Dealing with Israel and its powerful domestic lobby is pretty far from the best of circumstances.

2 People reacted on this

  1. Does this no doubt excellent law trace the history of the boundaries of the various and several cities in ana around the Old Walled City as to
    [1] boundaries and [2] legal title (sovereignty).

    Thus if one was born in Jerusalem as then was in 1947, when it was part of Mandatory palestine, does this law require that the country of Birth (or is it nationality, and are these same or different?) be listed as Israel?

    If Israel were (unilaterally as they say) to define Jeruealm’s city limits to include all of occupied Palestine, then what? Does this law track such changes? If not, on what date’s changes does the law stop tracking?

    Does country of birth 9or nationality iof that’s what it is) mean the name of a country CURRENTLY on a list of approved countries-in-existence or can one name an old country? could one list Ottoman empire as one’s place of birth if born in Jerusalem before 1922?

    Oh well, only a lawyer could even wonder.
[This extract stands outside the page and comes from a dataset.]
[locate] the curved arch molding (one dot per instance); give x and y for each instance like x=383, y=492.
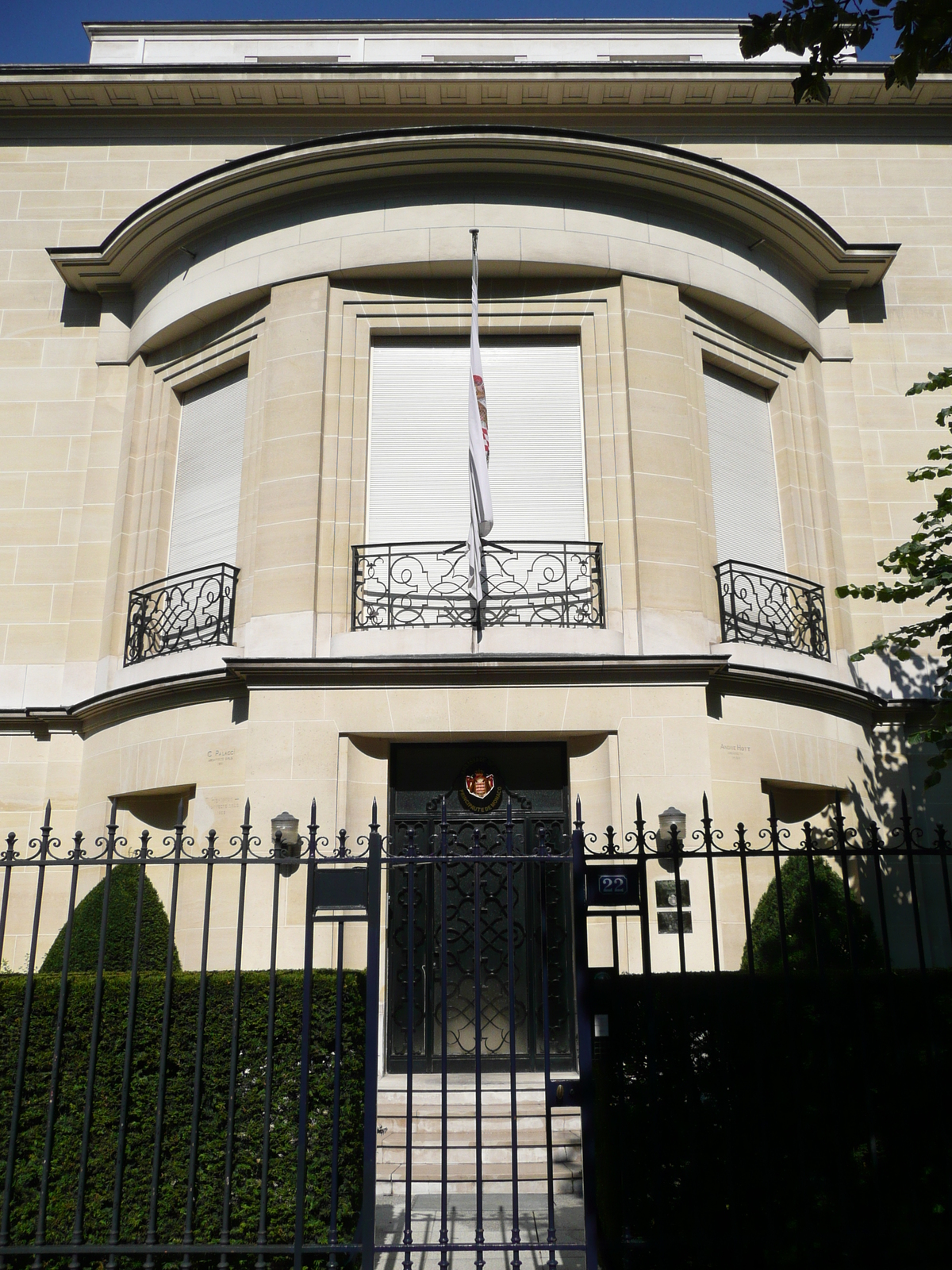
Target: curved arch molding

  2. The law, as you correctly detect, is unusual, which is part of the point of the article: Congress would never pass such a law about any other foreign country but Israel, and the exception is made for the obvious reasons.
    However, as a point of information, before 1948, everyone born in the area of the British Mandate, if they were an American citizen, had their place of birth (this is about where you were born, incidentally, not your nationality. It applies only to US citizens, obviously, since it’s about US passports) listed as Palestine. This page has a picture of such a passport.